I hesitated, but I was curious and didn’t refuse. She asked me to turn the cup three times in its saucer, and then turn it upside down. I did. It clinked softly. We watched it sit there for a minute while the small amount of liquid left in it trickled away and pooled in the saucer.
The whole room smelled faintly of tea, like a canister of good English Breakfast when it is first opened. There were no floral tones in the smell at all, just earthy, toasted, brown notes.
She picked up the cup and looked into it, turning it around in her fingers.
‘What does it say?’ I asked her.
She tilted the cup towards me so that I could see into it.

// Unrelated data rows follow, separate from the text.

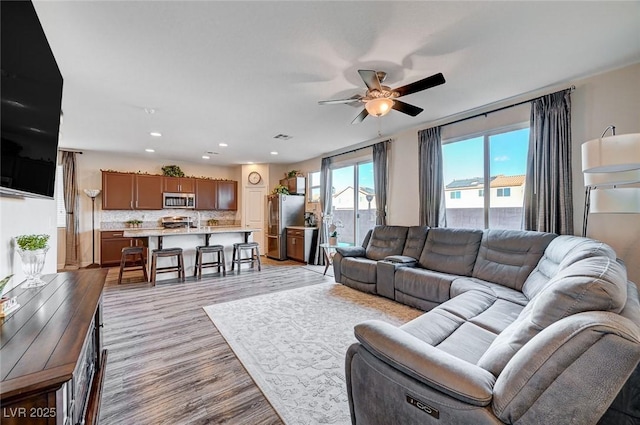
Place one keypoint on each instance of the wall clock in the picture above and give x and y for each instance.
(254, 177)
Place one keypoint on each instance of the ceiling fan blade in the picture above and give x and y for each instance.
(425, 83)
(362, 115)
(405, 108)
(370, 79)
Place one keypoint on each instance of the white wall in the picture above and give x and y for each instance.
(19, 216)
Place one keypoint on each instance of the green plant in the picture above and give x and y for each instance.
(172, 171)
(32, 242)
(281, 189)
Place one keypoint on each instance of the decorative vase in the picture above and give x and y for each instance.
(32, 265)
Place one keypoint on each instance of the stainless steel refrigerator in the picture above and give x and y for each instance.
(282, 211)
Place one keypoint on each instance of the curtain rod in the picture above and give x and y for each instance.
(357, 149)
(572, 88)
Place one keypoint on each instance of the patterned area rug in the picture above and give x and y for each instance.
(293, 344)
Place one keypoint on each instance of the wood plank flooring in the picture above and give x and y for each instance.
(168, 364)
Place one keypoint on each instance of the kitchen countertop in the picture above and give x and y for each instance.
(204, 230)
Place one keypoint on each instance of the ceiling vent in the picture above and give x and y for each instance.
(282, 136)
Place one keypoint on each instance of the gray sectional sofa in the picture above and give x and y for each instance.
(519, 327)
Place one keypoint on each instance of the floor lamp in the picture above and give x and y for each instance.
(609, 163)
(93, 193)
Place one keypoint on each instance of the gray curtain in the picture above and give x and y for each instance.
(381, 179)
(548, 198)
(430, 178)
(325, 208)
(71, 206)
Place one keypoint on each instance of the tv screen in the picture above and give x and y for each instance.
(31, 104)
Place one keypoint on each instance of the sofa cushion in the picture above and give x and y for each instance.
(561, 253)
(420, 284)
(451, 250)
(414, 244)
(385, 241)
(508, 257)
(588, 285)
(359, 269)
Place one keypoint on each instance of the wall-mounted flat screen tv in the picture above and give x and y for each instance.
(31, 104)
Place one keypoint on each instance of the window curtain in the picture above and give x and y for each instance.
(381, 179)
(71, 206)
(325, 208)
(548, 198)
(430, 178)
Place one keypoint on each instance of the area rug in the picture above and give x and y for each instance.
(293, 344)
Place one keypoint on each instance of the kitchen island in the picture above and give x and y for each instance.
(188, 239)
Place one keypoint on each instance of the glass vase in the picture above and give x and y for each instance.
(32, 265)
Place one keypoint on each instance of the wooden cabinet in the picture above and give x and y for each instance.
(111, 244)
(179, 184)
(226, 195)
(301, 243)
(53, 360)
(206, 194)
(126, 191)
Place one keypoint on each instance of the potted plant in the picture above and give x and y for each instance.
(33, 251)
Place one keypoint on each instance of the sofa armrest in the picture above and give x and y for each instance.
(401, 259)
(455, 377)
(352, 251)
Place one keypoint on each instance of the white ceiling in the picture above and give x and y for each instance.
(242, 72)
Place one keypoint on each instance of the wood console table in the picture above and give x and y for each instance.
(51, 348)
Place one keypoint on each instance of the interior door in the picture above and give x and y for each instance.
(254, 212)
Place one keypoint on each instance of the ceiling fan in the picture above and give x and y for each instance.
(379, 99)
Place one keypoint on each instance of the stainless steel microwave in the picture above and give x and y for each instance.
(178, 200)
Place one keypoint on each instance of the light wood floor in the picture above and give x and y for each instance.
(167, 362)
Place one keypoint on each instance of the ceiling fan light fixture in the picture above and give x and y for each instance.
(379, 107)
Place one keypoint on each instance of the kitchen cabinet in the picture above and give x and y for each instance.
(206, 194)
(301, 243)
(111, 244)
(226, 195)
(295, 185)
(127, 191)
(179, 184)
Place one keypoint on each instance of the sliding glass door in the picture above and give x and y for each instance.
(353, 201)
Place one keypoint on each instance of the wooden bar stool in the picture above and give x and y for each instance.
(137, 254)
(167, 253)
(254, 252)
(201, 264)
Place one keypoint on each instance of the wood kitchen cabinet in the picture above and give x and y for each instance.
(301, 243)
(111, 244)
(127, 191)
(226, 195)
(179, 184)
(206, 194)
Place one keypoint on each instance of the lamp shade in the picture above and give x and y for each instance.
(611, 154)
(379, 107)
(620, 200)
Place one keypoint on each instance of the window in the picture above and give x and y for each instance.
(314, 186)
(499, 157)
(504, 191)
(61, 210)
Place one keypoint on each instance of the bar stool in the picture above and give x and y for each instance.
(167, 253)
(209, 249)
(137, 252)
(254, 249)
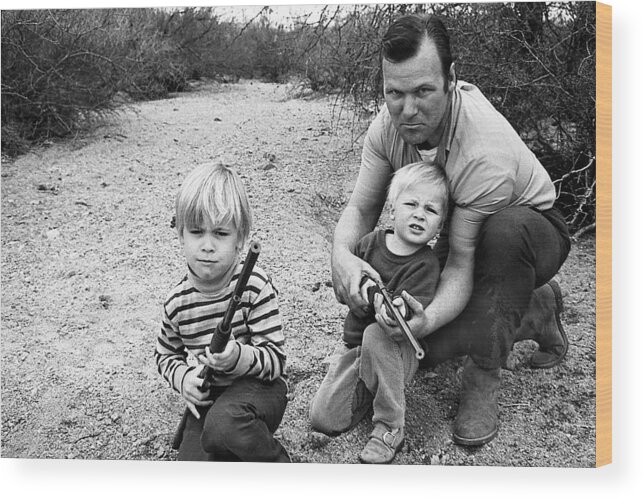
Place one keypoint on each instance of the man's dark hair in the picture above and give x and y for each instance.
(404, 37)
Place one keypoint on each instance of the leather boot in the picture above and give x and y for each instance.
(542, 324)
(477, 419)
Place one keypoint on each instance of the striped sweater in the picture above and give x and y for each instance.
(190, 317)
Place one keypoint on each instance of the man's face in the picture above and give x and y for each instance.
(415, 95)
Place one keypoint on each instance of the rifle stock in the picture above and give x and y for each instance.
(392, 309)
(222, 333)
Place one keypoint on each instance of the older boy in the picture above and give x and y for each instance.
(236, 419)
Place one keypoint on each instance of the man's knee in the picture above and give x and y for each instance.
(322, 418)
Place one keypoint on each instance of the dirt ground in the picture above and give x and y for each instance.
(88, 256)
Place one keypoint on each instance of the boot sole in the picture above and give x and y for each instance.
(396, 452)
(559, 308)
(475, 442)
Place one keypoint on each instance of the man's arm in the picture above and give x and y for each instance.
(359, 217)
(456, 281)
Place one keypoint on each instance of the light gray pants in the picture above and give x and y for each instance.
(372, 374)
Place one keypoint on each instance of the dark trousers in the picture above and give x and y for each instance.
(239, 426)
(518, 250)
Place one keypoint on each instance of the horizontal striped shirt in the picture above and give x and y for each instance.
(190, 318)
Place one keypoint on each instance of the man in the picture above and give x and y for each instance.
(505, 239)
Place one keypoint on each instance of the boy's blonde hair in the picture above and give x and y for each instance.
(416, 173)
(214, 193)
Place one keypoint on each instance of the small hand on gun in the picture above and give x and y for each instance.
(392, 311)
(195, 387)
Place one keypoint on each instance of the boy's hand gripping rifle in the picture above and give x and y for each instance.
(392, 310)
(222, 334)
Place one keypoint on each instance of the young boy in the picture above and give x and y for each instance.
(375, 368)
(234, 420)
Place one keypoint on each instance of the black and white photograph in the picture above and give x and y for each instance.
(307, 234)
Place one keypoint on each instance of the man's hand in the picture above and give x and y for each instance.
(223, 361)
(348, 271)
(417, 322)
(193, 396)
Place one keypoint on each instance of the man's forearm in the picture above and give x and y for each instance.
(351, 227)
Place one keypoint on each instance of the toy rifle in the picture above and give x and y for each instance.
(222, 333)
(392, 310)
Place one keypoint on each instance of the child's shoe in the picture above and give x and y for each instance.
(383, 445)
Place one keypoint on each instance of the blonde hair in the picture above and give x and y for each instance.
(213, 192)
(421, 172)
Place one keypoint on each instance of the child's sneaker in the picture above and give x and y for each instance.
(383, 445)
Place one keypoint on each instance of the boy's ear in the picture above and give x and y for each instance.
(453, 79)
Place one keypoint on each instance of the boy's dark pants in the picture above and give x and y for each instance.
(239, 426)
(518, 250)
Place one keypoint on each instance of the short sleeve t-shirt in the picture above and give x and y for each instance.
(488, 166)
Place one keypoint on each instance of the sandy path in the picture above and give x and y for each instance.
(88, 255)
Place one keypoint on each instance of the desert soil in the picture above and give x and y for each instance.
(88, 255)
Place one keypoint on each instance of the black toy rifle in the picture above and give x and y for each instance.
(222, 334)
(392, 310)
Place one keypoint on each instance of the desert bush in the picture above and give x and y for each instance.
(54, 71)
(534, 61)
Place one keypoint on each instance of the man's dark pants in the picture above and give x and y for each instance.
(518, 250)
(239, 426)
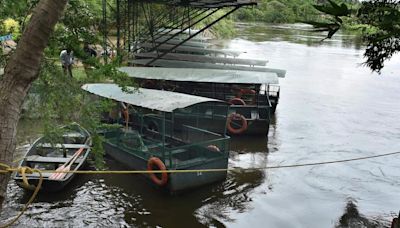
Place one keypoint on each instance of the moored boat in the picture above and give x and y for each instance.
(249, 92)
(166, 130)
(67, 152)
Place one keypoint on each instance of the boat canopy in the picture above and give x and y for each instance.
(203, 58)
(188, 64)
(202, 75)
(159, 100)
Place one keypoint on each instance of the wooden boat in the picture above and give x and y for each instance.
(166, 130)
(69, 150)
(248, 92)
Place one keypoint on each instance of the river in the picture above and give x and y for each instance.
(331, 108)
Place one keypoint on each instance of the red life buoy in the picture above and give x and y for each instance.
(213, 148)
(154, 161)
(236, 101)
(236, 116)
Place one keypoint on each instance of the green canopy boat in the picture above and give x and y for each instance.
(166, 130)
(251, 93)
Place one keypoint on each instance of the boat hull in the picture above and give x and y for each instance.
(177, 182)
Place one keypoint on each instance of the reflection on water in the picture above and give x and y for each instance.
(330, 109)
(296, 33)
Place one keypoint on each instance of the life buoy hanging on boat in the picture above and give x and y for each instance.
(245, 91)
(213, 148)
(251, 92)
(236, 101)
(154, 161)
(125, 114)
(236, 116)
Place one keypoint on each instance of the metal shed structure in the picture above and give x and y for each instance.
(163, 22)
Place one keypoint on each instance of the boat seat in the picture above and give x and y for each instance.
(178, 151)
(74, 135)
(66, 146)
(30, 175)
(41, 159)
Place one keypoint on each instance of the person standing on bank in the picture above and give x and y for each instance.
(67, 59)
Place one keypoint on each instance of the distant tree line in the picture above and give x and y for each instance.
(285, 11)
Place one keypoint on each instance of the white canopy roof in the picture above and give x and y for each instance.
(160, 100)
(202, 75)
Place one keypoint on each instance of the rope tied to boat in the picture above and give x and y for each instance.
(23, 171)
(27, 170)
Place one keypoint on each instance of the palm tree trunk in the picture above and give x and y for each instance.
(21, 70)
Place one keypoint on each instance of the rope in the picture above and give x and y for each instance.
(26, 170)
(23, 171)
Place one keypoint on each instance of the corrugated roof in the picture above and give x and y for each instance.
(160, 100)
(202, 75)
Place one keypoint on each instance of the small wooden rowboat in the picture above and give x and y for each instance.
(67, 154)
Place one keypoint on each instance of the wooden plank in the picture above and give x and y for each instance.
(203, 51)
(66, 146)
(204, 59)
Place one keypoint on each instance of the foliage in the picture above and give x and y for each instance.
(381, 31)
(56, 98)
(12, 26)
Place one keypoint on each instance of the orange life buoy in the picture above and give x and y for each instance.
(236, 101)
(213, 148)
(247, 92)
(154, 161)
(236, 116)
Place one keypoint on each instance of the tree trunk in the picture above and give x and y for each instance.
(21, 70)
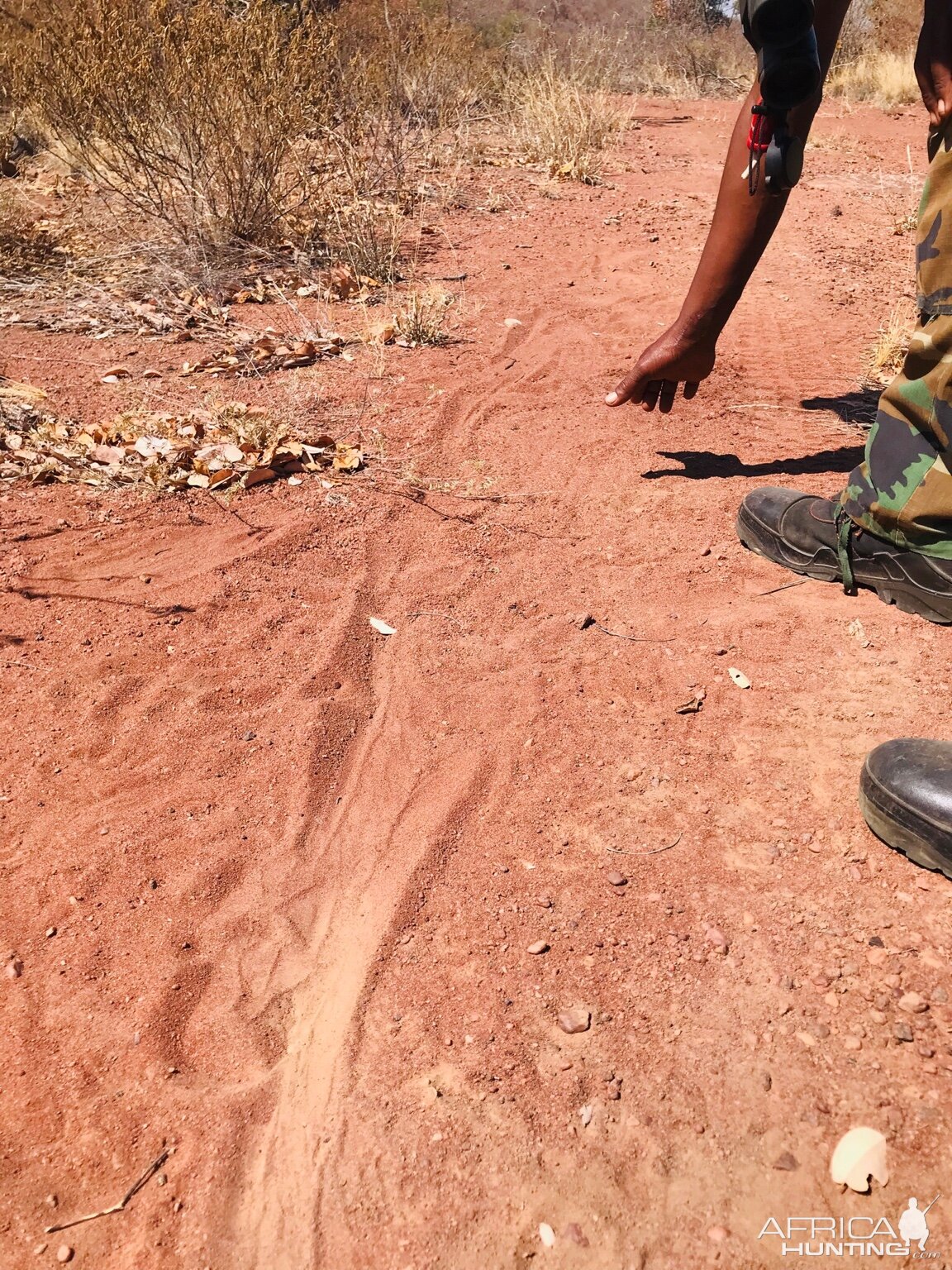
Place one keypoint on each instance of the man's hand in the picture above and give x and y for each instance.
(933, 60)
(674, 358)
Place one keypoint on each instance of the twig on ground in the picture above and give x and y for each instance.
(117, 1208)
(635, 639)
(653, 851)
(785, 587)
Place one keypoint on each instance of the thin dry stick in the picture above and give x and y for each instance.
(785, 587)
(117, 1208)
(635, 639)
(653, 851)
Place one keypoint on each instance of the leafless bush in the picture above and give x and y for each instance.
(559, 122)
(186, 111)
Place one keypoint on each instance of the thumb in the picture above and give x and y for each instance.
(631, 389)
(942, 84)
(927, 87)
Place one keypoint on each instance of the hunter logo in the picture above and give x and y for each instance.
(854, 1236)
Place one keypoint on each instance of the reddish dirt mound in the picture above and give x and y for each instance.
(272, 878)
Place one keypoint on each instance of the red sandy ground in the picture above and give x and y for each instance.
(293, 867)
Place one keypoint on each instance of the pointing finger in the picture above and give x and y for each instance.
(649, 398)
(629, 390)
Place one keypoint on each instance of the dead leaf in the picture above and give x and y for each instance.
(347, 459)
(21, 391)
(383, 332)
(859, 1156)
(107, 455)
(259, 475)
(692, 706)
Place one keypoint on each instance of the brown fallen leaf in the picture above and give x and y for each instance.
(693, 705)
(347, 459)
(259, 475)
(383, 332)
(12, 390)
(575, 1020)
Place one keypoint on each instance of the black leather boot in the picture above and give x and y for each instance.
(815, 536)
(905, 794)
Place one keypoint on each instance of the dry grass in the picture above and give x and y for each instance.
(886, 356)
(27, 244)
(421, 319)
(559, 122)
(883, 79)
(188, 113)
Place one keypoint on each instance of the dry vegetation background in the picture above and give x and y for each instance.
(217, 123)
(164, 160)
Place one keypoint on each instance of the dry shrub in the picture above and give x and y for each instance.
(367, 238)
(560, 122)
(883, 79)
(186, 111)
(886, 356)
(687, 61)
(421, 319)
(27, 244)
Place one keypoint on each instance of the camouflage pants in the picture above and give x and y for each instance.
(902, 489)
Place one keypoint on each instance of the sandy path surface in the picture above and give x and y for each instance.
(272, 876)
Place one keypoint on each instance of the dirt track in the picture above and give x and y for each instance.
(293, 867)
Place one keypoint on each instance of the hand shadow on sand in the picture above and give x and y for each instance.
(703, 464)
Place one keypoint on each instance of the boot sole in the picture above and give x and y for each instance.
(902, 829)
(909, 599)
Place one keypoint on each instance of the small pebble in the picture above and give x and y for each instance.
(574, 1020)
(913, 1004)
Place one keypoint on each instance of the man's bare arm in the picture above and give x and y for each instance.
(741, 227)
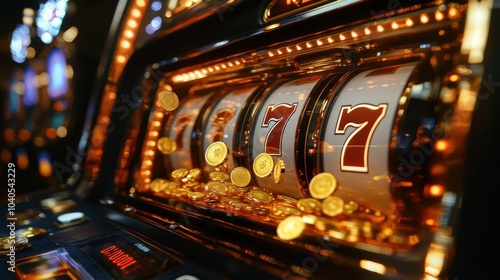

Around her left wrist was a wide silver cuff covered with a delicate tracery of engraved, interlocking lines. Fine dots made a line around the middle of the cup.
‘There’s your journey,’ she said, indicating it with a finger. ‘It extends all the way around – but broken in points.’
Her eyes moved over the clumps of leaves. There were no shapes there I could see, no patterns. ‘A flower,’ she said, and gave me a quick, happy glance. ‘When it’s leaning towards the seeker like that – the standard meaning for the flower is that praise and compliments are coming your way.’
‘The seeker?’
‘The person seeking a reading. The person whose cup it is. In the cup, the handle is considered to represent you. Your direction.’
‘What kind of flower is it?’ I asked.
‘Look,’ she said. Her finger pointed to a gathering of leaves near the rim, near the handle. I could sort of see a flower – a stem; petals. ‘There’s another one,’ she said, indicating a similar clump further down.